The kitchen table was covered with order forms. The staircase was a filing system.

“We weren’t even 10 yet and we were already helping her fill orders,” recalled Sarah Gray of Villa Park. “We also put invoices between the spaces in the stair railing (spindles).”

Vacations were planned around trade shows and store visits, which took the family frequently to Las Vegas, Florida and Hawaii.

Childress worked her girls’ sports schedules into her business schedule, since, as she put it, “I took on this job to be around my children more.”

Sometimes, the girls would ask their mother, “When do I get to be in charge?”

Childress replied: “I’m in charge!”

Naturally, this drove them to want to run their own companies. Honor students in high school, both earned business degrees — Kate Doti at Chapman University (2005) and Gray at the University of San Diego (2007) — and went to work for the same Orange County marketing firm.

In 2006, Doti remembered meeting her parents for dinner at B.J.’s Restaurant & Brewhouse in Irvine.
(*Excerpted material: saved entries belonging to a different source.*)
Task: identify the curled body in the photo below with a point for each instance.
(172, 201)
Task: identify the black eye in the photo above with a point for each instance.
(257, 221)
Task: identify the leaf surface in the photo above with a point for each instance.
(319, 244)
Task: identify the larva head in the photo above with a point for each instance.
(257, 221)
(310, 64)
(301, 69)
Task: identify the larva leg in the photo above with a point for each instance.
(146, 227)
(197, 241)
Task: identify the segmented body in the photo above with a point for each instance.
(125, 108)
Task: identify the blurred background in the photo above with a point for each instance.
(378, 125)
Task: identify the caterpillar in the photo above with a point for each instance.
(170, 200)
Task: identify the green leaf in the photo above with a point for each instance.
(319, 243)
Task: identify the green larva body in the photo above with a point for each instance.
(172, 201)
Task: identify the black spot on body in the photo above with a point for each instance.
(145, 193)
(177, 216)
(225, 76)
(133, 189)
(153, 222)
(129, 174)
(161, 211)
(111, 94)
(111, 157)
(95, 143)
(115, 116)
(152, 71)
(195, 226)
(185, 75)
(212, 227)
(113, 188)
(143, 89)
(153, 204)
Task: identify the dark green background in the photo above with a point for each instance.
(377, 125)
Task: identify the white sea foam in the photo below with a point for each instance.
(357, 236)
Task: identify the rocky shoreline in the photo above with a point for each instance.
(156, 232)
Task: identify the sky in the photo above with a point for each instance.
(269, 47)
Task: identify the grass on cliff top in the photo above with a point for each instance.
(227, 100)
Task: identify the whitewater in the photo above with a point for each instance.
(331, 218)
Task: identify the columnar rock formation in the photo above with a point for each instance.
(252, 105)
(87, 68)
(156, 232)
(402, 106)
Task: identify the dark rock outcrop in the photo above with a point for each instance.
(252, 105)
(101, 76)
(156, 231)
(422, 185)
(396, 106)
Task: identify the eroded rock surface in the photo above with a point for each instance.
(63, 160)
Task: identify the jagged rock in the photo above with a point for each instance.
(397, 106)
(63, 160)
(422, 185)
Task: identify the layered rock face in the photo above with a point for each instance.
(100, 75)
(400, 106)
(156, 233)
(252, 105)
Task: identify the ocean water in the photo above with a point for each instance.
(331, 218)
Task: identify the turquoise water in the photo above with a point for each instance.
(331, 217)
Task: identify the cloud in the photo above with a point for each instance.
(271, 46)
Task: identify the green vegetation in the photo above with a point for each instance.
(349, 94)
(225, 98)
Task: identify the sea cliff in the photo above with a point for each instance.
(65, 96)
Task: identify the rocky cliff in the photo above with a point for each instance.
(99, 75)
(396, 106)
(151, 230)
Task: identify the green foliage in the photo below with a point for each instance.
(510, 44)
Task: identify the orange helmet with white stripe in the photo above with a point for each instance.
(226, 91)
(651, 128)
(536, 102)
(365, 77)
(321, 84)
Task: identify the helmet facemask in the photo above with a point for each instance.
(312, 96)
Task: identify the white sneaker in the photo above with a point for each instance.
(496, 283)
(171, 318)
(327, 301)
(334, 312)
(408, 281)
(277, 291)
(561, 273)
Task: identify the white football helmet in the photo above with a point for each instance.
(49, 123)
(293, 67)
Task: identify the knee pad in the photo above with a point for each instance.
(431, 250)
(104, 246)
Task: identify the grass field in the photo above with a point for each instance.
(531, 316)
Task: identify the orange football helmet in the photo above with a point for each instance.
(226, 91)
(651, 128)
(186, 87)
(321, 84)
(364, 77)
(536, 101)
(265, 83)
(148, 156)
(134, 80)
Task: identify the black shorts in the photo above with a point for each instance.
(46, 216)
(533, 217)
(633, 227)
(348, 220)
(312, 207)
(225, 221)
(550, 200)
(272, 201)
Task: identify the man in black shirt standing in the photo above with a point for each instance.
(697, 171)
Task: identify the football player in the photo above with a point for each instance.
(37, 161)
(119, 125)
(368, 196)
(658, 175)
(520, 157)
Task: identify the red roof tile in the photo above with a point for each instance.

Childress said that she was thinking of selling the company.

“I want you to rethink this,” Doti remembered telling her mother.

It was around then that Doti realized she needed the company to become her solution for the life she wanted.

She had seen her boss sacrifice his family life for his job and she didn’t want to make the same choices.

“I thought about how my mother had looked at all the possibilities of life, in balance, and how I wanted to be a woman and successful,” said Doti, who has a husband, Mark, a real-estate appraiser, and 18-month-old son, Austin.

In 2010, Doti, of Orange, left her job of five years to join the family business as vice president. She oversees operations and finances.

Two years later, Gray followed, becoming another J.L. Childress vice president of sales and marketing.

“It makes sense that we would want the same things out of life that our mom did,” said Gray, who is married (Robert) and is six months pregnant.

They’ve grown up to keep each other company in a cramped, 400-square-foot office space that’s home to four desks, a small conference table and a dog kennel for Lady, a lick-crazed Cavalier King Charles Spaniel.

The mother and her two daughters build their empire, pitch ideas to each other, juggle schedules and balance work and family within the family.

The future of the business, they know, is in the bag.